Also known as garden sorrel, spinach dock or narrow-leaved dock. Not to be confused with arum, a toxic plant that resembles it.
Sorrel grows in Europe, Central Asia and North Africa; it has also been naturalized in North America and Oceania. It is very common in grasslands and is even considered a weed. It thrives in soils with a slightly acidic pH or equilibrium, and in the garden it favours the presence of butterflies. It is used in many cuisines around the world: in France, the salmon escalope in sorrel sauce, invented by the Troisgros brothers, is an emblematic dish of Nouvelle Cuisine. The term sorrel derives from the Latin acidula, acidulated (by crossing with the Greek name for sorrel, oxalis), and refers to the characteristic flavour of the plant.

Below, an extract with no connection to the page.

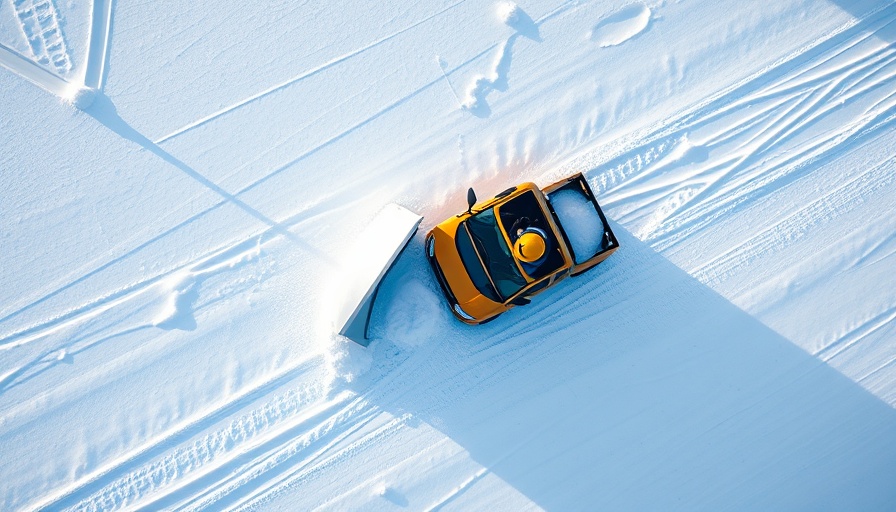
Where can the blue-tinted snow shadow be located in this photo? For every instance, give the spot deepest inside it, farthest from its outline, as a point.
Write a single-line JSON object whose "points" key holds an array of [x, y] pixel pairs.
{"points": [[872, 11], [636, 387]]}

Sorrel is rich in iron, vitamin C (which improves iron assimilation), vitamin E and magnesium, as well as other minerals. It is recommended for people suffering from iron deficiency (often the case of women during menstruation) and possibly anemia. It is also rich in antioxidants, which help prevent certain cardiovascular and age-related diseases. Cooked with fish, it dissolves small bones and makes the calcium they contain available. It also has a low carbohydrate content, which makes it recommended for diabetics.
Prefer young, green and firm, freshly picked leaves. Preferably eat raw to preserve the vitamins, for example in salads. Remove the central vein, which is filamentous.
Contraindicated (in large quantities) for people suffering from liver and kidney disorders, gout, rheumatism and arthritis, because of its high oxalic acid content. In case of persistent symptoms or if you have any doubts, consult a doctor.